2) Test for a structural break near 2025-06-10: specify the exact change-point method (e.g., PELT with a piecewise-constant mean cost, or Bayesian Online Change Point Detection), your penalty/priors, and the decision rule for accepting a break (include thresholds you would tune and why).
3) Quantify the effect size: estimate the level shift (absolute and percent) attributable to the break after removing seasonality; report a 95% interval and explain the uncertainty source.
4) Forecast the next 14 days with 80% prediction intervals using a model appropriate for count data (e.g., Poisson or Negative Binomial with log link + seasonal dummies/prophet-like components). Explain how you would check calibration of intervals.

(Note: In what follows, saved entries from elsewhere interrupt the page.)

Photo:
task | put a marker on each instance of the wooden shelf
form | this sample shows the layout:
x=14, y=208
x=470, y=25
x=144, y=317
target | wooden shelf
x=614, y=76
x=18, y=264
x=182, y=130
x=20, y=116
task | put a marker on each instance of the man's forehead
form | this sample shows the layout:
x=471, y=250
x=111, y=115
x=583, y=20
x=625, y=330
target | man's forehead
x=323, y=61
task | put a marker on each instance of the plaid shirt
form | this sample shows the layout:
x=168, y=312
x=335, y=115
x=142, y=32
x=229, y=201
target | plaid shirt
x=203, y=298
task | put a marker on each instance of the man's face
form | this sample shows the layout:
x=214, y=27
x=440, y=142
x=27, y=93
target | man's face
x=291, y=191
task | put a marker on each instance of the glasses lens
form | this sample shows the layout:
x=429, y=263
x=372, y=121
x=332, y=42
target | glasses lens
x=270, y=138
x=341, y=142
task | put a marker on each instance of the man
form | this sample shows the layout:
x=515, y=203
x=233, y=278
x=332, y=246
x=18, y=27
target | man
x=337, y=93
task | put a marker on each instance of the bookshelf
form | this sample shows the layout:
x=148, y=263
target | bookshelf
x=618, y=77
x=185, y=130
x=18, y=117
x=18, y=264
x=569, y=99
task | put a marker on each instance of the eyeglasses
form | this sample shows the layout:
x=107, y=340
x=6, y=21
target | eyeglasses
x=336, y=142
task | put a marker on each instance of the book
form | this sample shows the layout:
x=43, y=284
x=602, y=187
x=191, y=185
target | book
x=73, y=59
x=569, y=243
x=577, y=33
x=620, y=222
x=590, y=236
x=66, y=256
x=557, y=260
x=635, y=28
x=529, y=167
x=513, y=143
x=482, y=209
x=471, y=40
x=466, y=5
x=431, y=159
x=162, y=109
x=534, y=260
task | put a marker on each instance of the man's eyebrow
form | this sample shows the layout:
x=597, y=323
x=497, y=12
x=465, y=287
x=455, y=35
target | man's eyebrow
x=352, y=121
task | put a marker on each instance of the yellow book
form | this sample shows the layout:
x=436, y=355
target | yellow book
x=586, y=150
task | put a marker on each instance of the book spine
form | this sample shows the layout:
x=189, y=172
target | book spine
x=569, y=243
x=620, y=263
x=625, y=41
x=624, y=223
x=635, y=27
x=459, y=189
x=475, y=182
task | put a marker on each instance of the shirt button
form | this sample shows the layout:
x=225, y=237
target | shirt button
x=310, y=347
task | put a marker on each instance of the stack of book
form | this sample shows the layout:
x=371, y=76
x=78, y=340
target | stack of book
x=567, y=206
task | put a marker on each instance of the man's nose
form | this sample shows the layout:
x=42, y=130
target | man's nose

5) Causality follow-up: propose a lightweight validation design to attribute the change to the rule launch (e.g., geographic or traffic-channel holdout, phased rollout, or synthetic control). Specify the unit of analysis, pre-period length, primary metric, and the exact statistical test you would run. Include how you would guard against interference and seasonality biases.
6) Communicate results: provide the two most decision-relevant plots/tables you would include and the single-sentence takeaway you would give an exec if the break is real but beneficial.
Quick Answer: This question evaluates competency in time series analysis, change-point detection, count-based forecasting, causal inference and experiment design, along with skills in handling missing observations, multiplicative weekly seasonality, outliers, structural breaks, effect sizing, and concise executive communication.